J’ai récemment rendu visite à mon père et j’ai de nouveau eu une de ces conversations où il parlait de tout ce qu’il avait fait. Il a parlé de son jardin, de ses préoccupations et des raisons pour lesquelles je n’étais pas venu plus tôt lui rendre visite. Il ne semblait pas intéressé par ma vie, alors je suis resté silencieux. En même temps, je me suis senti irrité par cette conversation unilatérale, j’ai perdu patience et j’ai voulu partir. Pourquoi vouloir rester s’il ne s’intéressait pas à ma vie ?

La patience est une vertu. Les vertus sont censées nous aider à donner plus de sens à notre vie. Pourquoi ne serions-nous pas patients si cette devise était vraie ? Mon interaction avec mon père n’avait pas beaucoup de sens. Pourrais-je créer des interactions ayant plus de sens avec lui si je devenais plus patient ?

En y réfléchissant, j’ai réalisé que nos comportements sont guidés par ce que nous valorisons. Il peut y avoir de nombreux facteurs spécifiques qui provoquent l’impatience, mais à un niveau général et fondamental, il semble que ce soit en lien avec notre rapport aux relations et au stress.

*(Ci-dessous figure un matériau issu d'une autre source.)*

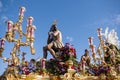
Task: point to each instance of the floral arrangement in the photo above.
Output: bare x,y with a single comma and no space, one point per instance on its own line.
68,52
57,67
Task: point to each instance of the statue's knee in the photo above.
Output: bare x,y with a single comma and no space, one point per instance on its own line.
48,47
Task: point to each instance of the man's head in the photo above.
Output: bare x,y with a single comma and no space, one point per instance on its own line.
53,27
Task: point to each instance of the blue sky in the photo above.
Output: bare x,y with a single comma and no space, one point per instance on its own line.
77,20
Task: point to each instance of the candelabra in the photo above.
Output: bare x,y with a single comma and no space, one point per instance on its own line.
10,36
92,47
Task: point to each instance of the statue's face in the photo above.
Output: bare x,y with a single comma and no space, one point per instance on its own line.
53,28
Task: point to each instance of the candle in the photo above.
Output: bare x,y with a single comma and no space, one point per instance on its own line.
30,20
32,29
9,26
99,31
2,42
90,39
22,10
43,63
93,49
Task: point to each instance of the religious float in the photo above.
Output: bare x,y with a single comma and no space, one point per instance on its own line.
103,64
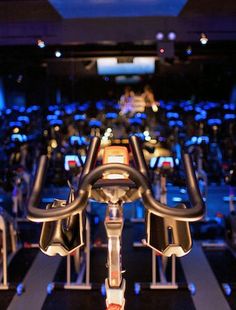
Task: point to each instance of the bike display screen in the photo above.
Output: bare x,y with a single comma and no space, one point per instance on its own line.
165,162
71,162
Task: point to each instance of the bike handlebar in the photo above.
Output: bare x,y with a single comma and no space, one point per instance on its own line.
177,213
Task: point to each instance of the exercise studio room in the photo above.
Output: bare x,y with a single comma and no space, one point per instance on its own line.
117,155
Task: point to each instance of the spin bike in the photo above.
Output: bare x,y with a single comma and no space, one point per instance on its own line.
115,182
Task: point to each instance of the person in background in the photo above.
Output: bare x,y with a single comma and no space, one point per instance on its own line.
126,100
151,105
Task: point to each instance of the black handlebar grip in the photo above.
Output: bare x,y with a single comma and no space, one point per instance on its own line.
91,157
39,181
139,159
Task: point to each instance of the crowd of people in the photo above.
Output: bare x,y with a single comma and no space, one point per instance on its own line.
27,132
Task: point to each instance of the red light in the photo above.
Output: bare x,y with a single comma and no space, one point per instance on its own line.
72,163
166,164
162,51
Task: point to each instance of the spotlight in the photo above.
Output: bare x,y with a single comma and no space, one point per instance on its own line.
189,50
160,36
40,43
58,54
162,51
203,39
172,36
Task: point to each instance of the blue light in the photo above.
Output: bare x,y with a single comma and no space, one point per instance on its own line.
2,99
125,8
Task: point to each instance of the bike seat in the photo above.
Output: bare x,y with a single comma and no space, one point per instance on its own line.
168,236
63,236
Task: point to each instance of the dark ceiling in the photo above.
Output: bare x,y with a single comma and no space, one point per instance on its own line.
22,22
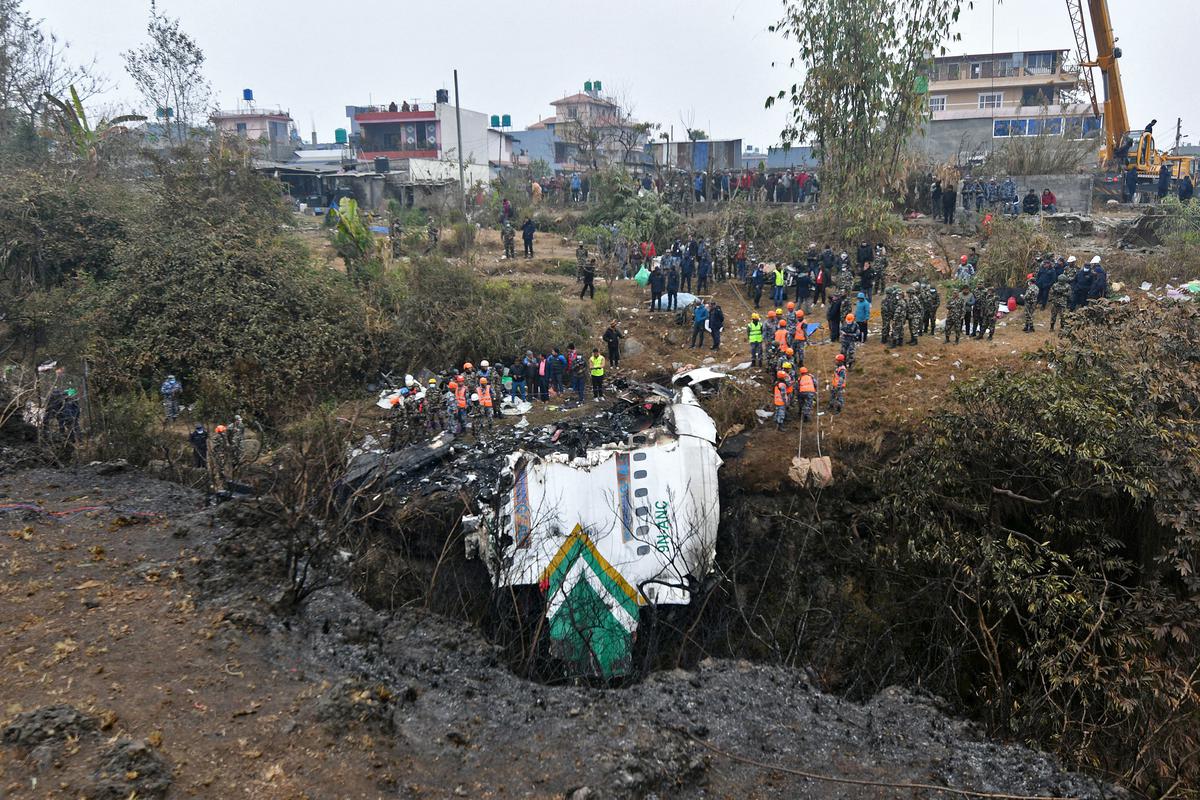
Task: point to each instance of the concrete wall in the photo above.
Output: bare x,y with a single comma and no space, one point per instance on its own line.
474,134
1074,192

Les relations nous relient au monde.

Nous sommes en lien avec nos partenaires, nous sommes en lien avec l’environnement, nous sommes même en lien avec le rocher lorsque nous faisons de l’escalade. Nous restons en lien avec notre partenaire en restant dans les conflits lorsqu’ils surviennent. Nous sommes en lien avec l’environnement en faisant quelque chose de difficile pour l’aider, comme ramasser des déchets ou plaider pour la protection de l’environnement. Nous sommes en lien avec l’escalade en étant curieux quant à la manière d’améliorer nos performances.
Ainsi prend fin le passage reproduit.